Commit graph

35 commits

Author SHA1 Message Date
d6e80990b2 fix(integration): real wait_for_ip arp-fallback test + document substrate coverage gap
Co-Authored-By: Claude Opus 4.8 (1M context) <noreply@anthropic.com>
2026-06-19 22:41:11 +02:00
4933186d31 docs(friction): task-3 integration-gate findings (dnsmasq, nftables, hostname)
Documents three blockers found while developing the askari_inputonly
integration-test profile:

1. inet filter default-deny silently blocks libvirt dnsmasq DHCP: nftables
   multi-table independence means ip filter LIBVIRT_INP accept does NOT
   prevent inet filter drop. Diagnosed via strace; fixed with a drop-in.

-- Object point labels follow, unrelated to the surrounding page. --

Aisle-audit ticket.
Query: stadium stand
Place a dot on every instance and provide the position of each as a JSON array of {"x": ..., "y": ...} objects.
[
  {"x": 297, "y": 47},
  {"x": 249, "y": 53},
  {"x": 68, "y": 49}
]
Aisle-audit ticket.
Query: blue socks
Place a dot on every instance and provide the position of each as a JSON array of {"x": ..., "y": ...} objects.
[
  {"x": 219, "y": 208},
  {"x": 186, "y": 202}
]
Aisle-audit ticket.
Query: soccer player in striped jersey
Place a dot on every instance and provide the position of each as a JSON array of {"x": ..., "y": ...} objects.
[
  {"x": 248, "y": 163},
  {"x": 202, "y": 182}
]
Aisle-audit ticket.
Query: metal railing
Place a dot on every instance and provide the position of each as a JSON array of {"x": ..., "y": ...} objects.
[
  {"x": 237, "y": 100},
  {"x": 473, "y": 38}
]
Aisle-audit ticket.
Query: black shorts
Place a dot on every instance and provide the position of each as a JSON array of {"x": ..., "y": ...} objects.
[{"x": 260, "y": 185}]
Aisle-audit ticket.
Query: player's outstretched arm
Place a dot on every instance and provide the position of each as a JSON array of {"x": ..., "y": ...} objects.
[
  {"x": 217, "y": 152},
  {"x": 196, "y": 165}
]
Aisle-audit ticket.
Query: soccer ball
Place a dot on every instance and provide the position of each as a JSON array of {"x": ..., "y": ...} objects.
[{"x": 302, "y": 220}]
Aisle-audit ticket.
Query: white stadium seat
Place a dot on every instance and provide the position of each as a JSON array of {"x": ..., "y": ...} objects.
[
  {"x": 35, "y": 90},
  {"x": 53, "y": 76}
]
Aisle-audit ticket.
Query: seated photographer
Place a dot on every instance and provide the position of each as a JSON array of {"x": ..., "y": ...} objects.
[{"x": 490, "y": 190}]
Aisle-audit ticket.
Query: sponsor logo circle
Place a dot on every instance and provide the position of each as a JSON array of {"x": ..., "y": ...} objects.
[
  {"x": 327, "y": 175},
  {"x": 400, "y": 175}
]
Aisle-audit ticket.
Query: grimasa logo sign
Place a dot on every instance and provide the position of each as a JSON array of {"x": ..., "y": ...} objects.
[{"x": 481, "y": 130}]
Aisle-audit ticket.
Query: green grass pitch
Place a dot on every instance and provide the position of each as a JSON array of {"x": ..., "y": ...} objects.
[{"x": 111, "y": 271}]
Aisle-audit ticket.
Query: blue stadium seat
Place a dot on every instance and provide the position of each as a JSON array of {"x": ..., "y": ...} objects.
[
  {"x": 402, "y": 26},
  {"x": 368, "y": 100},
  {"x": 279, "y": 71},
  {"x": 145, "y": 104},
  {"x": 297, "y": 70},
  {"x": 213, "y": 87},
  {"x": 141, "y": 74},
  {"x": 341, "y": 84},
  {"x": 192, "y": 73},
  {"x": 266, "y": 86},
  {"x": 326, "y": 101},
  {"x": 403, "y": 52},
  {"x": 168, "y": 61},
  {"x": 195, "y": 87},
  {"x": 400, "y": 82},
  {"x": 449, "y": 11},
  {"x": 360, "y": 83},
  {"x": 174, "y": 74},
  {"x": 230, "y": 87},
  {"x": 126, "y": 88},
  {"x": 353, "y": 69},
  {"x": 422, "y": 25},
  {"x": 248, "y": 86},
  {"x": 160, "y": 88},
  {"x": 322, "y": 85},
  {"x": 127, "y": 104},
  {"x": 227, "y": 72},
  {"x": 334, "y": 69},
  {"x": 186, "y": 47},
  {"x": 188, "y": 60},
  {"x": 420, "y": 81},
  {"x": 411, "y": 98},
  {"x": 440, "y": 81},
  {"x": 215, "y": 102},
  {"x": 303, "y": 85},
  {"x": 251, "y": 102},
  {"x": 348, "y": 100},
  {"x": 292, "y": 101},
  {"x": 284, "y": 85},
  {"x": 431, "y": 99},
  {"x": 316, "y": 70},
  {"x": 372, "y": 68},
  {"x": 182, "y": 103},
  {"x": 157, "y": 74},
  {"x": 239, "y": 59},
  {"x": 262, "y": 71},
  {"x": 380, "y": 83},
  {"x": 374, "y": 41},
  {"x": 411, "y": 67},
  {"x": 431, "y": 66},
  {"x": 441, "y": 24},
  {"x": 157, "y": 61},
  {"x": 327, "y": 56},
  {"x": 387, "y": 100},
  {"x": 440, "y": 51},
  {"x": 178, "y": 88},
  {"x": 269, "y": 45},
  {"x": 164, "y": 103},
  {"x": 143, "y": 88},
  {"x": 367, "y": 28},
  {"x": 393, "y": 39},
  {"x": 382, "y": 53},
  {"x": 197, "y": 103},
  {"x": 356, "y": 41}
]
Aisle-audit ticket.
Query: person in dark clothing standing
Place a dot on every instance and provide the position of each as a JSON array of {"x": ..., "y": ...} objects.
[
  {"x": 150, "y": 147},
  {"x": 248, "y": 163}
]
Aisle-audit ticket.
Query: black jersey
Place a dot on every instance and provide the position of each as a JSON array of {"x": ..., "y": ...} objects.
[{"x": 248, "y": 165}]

2. libvirt leaseshelper PID-file: virPidFileReleasePath unlinks the file after
   every call; nobody cannot recreate in /run/. Fix: suid root C wrapper.

3. cloud-init rejects underscores in local-hostname → skips network-config
   → no DHCP. Fix: sanitize with replace("_", "-") in meta-data hostname.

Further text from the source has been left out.